If this goes unchecked, the air migration will continue and you may end up completely inverted and you could end up in a dangerous drysuit feet first ascent.
The reason why this is a problem is that your dump valves are on your shoulder and wrist. If all the air is in your legs and feet, none of it can be dumped from the dump valves that are pointing down.
This isn’t hard to get to grips with, you just have to remember to not to let your feet go too far above the horizontal. But also and probably more importantly, learn how to get yourself out of the problem of a feet first ascent.
7. Preparing for the dive and putting your drysuit on will be new
When you’re preparing to dive in a drysuit for the first time this can be a bit daunting for some. But if you follow the training this won’t be difficult. Every other aspect of the dive will be the same as before.
You need to make sure you know how to put the drysuit on correctly, whilst making sure to wear the correct undergarments to keep you warm.
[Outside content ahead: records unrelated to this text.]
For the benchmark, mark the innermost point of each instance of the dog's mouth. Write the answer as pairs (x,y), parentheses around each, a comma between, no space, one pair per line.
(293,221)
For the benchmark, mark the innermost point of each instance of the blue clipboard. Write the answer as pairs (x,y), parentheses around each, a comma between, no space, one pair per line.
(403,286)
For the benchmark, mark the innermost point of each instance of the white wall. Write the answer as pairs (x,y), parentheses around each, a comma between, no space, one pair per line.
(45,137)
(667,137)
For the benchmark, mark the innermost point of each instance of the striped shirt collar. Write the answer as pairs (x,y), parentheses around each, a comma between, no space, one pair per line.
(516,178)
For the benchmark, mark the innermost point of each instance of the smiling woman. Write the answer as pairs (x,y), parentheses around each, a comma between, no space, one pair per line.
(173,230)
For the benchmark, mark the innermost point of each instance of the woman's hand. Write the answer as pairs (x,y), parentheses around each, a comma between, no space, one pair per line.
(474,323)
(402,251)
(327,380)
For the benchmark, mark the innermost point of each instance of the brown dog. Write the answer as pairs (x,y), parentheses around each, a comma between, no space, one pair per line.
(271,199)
Make sure to connect up your extra air hose as discussed above to the inflator valve on your drysuit and you’re good to go.
One other thing you will need to work out is the different amount of weights you’ll need when your getting ready to dive. This may end up being a bit of trial and error to start with.
But make sure not to overweight yourself, as this can inadvertently be the cause of the feet first ascent because the an excessive amount of air in your drysuit to compensate for too much weight.
None of this is difficult and it’s like learning anything new, it can be a bit daunting to begin with, but after a while everything becomes second nature.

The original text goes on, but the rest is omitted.